Ayer no termina nunca, chronique d’une crise qui n’en finit pas
Ayer no termina nunca est un long-métrage cathartique. Isabel Coixet l'a réalisé comme une thérapie pour son amie Cristina, plongée dans une longue dépression suite au décès par overdose de son fils Jaime. Si la réalisatrice catalane a ressenti l'impérieux besoin de faire ce film et de le dédier à Cristina et Jaime, c'est peut-être aussi parce qu'elle s'est sentie étroitement impliquée dans cette tragédie : en effet, c'est elle qui a dû apprendre à Cristina la mort de son fils. Alors que les deux amies se rendaient ensemble en voiture au festival d'Avignon, le téléphone de Cristina a sonné. Celle-ci étant au volant, c'est Isabel qui a décroché et appris la terrible nouvelle. Partie prenante du drame, c'est également elle qui a financé l'intégralité du film.

Produit dans l'urgence et tourné en sept jours au Cimetière de La Igualada, près de Barcelone – une curiosité pour les étudiants architectes –, Ayer no termina nunca est pourtant un film aux dialogues très écrits. Aucune place laissée à l'improvisation ici, tout simplement parce que le scénario est tiré d'une pièce de théâtre, Gif, de la hollandaise Lot Wekemans. Isabel Coixet en a acheté les droits pour ensuite se la réapproprier librement, et comme à son habitude, y insérer nombre de détails tirés de sa propre vie. Une gageure pour les deux acteurs, le film reposant tout entier sur un texte littéraire, souvent poétique, auquel il a fallu donner vie, ce qu'ils ont brillamment réussi : le jury de CineHorizontes leur a décerné les prix du meilleur acteur et de la meilleure actrice. Le fait que Candela Peña ait donné naissance à son enfant la même année qu'elle a perdu son père a également été une source d'inspiration, comme l'a précisé Javier Cámara après la projection.

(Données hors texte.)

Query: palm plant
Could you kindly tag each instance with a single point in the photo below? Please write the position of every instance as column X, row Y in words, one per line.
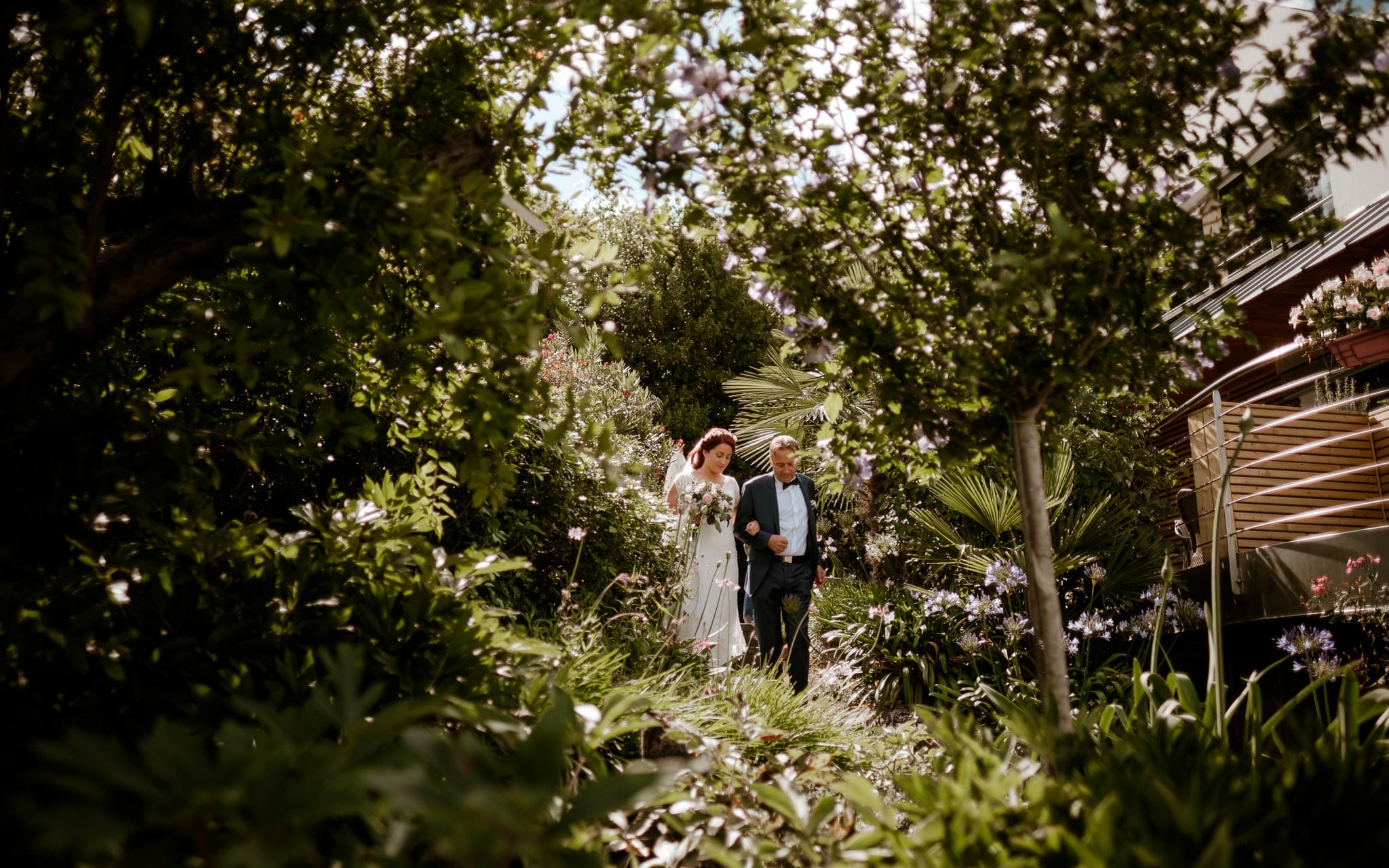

Un sujet grave pour un tournage intimiste, avec une équipe réduite parfois à une dizaine de personnes présentes sur le plateau. On aurait presque affaire à du théâtre filmé – unité de temps, de lieu et d'action – si ce n'était les flashbacks en teintes chaudes et les pensées des personnages en noir et blanc, qui alternent avec l'action principale, rendue dans une photographie aux couleurs délavées et jaunies ou bleutées et froides. Une esthétique à mettre en rapport avec la situation de l'Espagne en 2017, année où Isabel Coixet a situé le film.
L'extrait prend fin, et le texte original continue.